Evaluation of Aurora Kinase and N-Myc: (A) Gene expression of AURKA in Benign Prostate Tissue, PCA, and NEPC, as measured by RNA-Seq. RPKM= Reads per kilobase of exon per million mapped reads. (B) Gene expression of AURKA in Benign Prostate Tissue, PCA, and NEPC, as measured by RNA-Seq. RPKM= Reads per kilobase of exon per million mapped reads (C) Table summarizing IHC and FISH data from tumors from large cohort of PCA, NEPC, and benign prostate (D) Representative example of positive Aurora kinase A overexpression by IHC, and MYCN and AURKA amplification by FISH in human NEPC. Green= Centromeric Control Probes, Red = AURKA and MYCN loci as labeled in NEPC.

Figure 3

(A) Immunoblot analysis for protein expression of Aurora kinase A, Phosphorylated histone 3 (P04-H3), neuron specific enolase (NSE) and synaptophysin (SYP) after transient transfection of MYCN, AURKA, or Empty Vector (EV) in RWPE-1 cells. BE(2)N is a neuroblastoma cell line as positive control for NSE. (B) Stable LNCaP cell line over-expressing N-myc compared to empty vector (EV) : Immunoblot analysis for protein expression of N-myc, Aurora kinase A, P04-H3, NSE, SYP, PSA, AR, beta actin. qRT-PCR and microarray (MA) data showing induction of NSE (qRT-PCR) and EZH2 (MA) gene expression and suppression of AR (qRT-PCR) and androgen regulated genes (NKX3-1, TMPRSS2 (MA)) (C) Left: Immunoprecipitation of LNCaP-n-Myc cell lysates using antibodies directed against N-Myc or control IgG antibodies and Western blot using antibodies directed against Aurora kinase A (Aurora A) or control IgG antibodies. Right: LNCaP control (LNCaP E.V.) and LNCaP-n-Myc cells were treated with cycloheximide (CHX) for the indicated time (in minutes) and Aurora kinase A or beta-tubulin levels were assessed by immunoblotting.

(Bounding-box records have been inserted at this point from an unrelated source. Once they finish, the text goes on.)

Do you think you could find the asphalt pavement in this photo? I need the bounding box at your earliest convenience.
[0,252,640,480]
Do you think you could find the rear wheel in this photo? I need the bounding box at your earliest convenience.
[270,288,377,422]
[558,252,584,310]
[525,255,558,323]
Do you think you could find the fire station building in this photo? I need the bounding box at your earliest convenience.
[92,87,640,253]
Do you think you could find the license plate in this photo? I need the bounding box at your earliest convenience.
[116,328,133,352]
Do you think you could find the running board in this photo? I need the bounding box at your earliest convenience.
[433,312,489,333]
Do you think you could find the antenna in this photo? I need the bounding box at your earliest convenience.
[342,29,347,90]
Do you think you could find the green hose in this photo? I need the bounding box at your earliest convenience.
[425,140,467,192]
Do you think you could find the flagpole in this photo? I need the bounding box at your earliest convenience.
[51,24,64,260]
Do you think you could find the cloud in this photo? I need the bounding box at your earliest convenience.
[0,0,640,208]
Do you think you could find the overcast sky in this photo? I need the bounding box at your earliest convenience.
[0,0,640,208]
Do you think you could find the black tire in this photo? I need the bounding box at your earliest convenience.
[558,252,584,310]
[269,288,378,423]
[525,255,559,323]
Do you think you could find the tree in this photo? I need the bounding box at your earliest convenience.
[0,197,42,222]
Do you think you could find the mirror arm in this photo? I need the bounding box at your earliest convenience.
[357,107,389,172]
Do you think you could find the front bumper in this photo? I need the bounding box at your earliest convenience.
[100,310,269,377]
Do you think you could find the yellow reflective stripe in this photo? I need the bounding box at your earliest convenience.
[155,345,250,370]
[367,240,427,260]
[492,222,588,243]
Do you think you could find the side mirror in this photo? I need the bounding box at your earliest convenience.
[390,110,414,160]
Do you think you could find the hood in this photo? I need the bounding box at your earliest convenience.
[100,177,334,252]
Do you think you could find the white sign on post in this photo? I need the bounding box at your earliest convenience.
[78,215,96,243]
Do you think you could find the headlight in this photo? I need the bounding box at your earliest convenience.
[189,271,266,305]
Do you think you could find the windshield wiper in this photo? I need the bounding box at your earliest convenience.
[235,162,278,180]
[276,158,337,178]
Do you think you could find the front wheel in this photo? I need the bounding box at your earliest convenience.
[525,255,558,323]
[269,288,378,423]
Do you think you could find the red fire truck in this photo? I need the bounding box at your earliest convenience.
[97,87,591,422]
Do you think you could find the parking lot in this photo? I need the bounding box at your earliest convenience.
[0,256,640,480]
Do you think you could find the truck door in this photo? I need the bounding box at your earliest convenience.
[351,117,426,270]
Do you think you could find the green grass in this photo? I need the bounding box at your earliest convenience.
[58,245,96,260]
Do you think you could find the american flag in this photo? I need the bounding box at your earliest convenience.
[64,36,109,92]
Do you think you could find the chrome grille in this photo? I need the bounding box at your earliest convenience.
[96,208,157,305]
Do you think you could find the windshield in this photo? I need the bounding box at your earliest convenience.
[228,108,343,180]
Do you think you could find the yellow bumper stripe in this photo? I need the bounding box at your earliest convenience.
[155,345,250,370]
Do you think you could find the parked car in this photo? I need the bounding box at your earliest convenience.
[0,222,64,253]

The normalized percent of Aurora kinase A relative to beta-tubulin and to time point 0 for LNCaP E.V. (gray line) or LNCaP-n-Myc (black line). (D) N-Myc directly binds to the SYP, NSE, and AR promoters in LNCaP-n-Myc cells and not LNCaP-EV. Not-to-scale schematic representation of SYP, NSE, and AR promoters showing the E-box sites (grey and black circles) indicated for each. The transcription start site for each gene is indicated with an arrow. Below each schematic are bar graphs showing the amount of enriched DNA (relative to input chromatin preparation) for each E-box site in the indicated cell lines following ChIP using either anti-N-Myc (right) or anti-IgG (left) antibodies. IMR-32 is a MYCN amplified neuroblastoma cell line. In IMR-32 cells, Nmyc binds promoters of SYP and NSE, but not AR.

Figure 4

NEPC demonstrates enhanced sensitivity to Aurora Kinase Inhibitor therapy compared to PCA (A) Viability assay of LNCaP cells transfected with MYCN or Empty Vector (EV) at 72 hours after treatment with vehicle or indicated doses of the pan-Aurora kinase inhibitor PHA-739358. (B) Viability assay of RWPE (blue circles), VCaP (gray diamonds), DU145 (gray triangles), and NCI-H660 (orange triangles) at 72 hours after treatment with vehicle or indicated doses of PHA-739358. (C) Percent tumor size after treatment of LNCaP (gray) and NCI-H660 (red) xenografts with vehicle (dotted lines) or PHA-739358 30 mg/kg IP BID (solid lines) twice a day for 5 days relative to day 0. Luciferase imaging at day 8 and tumor photographs at day 17 of representative tumors following treatment with either vehicle or PHA-73935. (D) Percent tumor size after treatment of LTL-362 xenografts with vehicle (dotted lines) or PHA-739358 30 mg/kg IP BID (solid lines) twice a day for 5 days relative to day 0. (E) Immunohistochemical staining for phosphorylated histone 3 (PO4-H3) in NCI-H660 or LNCaP tumors at day 4 of treatment with either vehicle or PHA-739358. (F) Immunohistochemistry for the neuroendocrine marker, synaptophysin, in NCI-H660 xenografts treated with vehicle (positive) and PHA-739358 (negative).